Earlier this year, I was gifted a Golden Retriever pup through the Invisible Wounds Project organization. I call her my “Golden Girl” because she’s so perfect; her name is Dari (Dah-ree). I spent many weeks and months mulling over my need for a service dog, feeling that I didn’t deserve her. Turns out, it was the people in my life who invalidated my experiences (or were unaware of them) that made me feel that way. Soldier’s 6 had reminded me that I am worthy of living a life in peace, even if the ways I obtained my PTSD are unconventional as a contractor. I went overseas to serve my country, too. My wounds are real and deep. Thankfully, PTSD isn’t a “pissing match” on who had it worse. We all approach our pain differently and yours is just as valid as mine.
I decided that it was time to make the call when I called to refill my panic meds. Another month of sedatives for when I can’t settle down. Another month of night terrors, hopelessness and struggle. Another month of supplementing my meds with weed and alcohol so I could be distracted enough to sleep. I was driving down the freeway and daydreamed about turning the wheel into some trees (I had just completed a paranoid delusion of what I’d do if someone shot into my car) when Dari decided to lay her head on my hand as I drove. I realized that she is a gift, and I can’t waste it just because I want to die. I don’t want to die – I just want the paranoia and pain to stop. I want to be able to live my life in peace.

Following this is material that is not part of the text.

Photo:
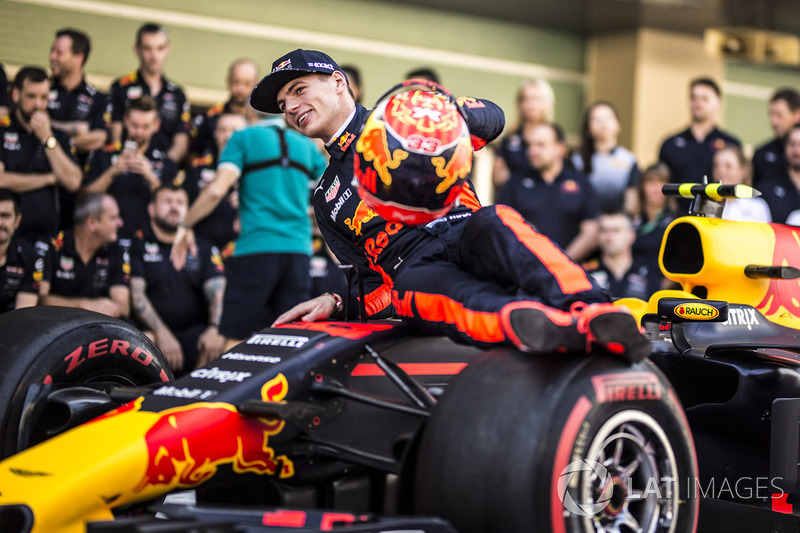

I am divorced with a 4-year-old boy who is my whole world. I am single and live alone on a quiet-ish street with privacy screens on every window because I am afraid someone is watching me when I can’t see into the dark. Dari helps me feel comfortable that someone else is listening and watching. I can let my guard down a little bit because she’s always paying attention for things that aren’t normal. I am so grateful for her to come with me when I’m outdoors so I can learn to truly enjoy activities. I’m excited for her to learn how to “clear” my apartment before I walk in to ensure it’s safe. It blows my mind to think I almost missed this opportunity because I felt undeserving of it. All I can say is, thank you for helping me get my life back.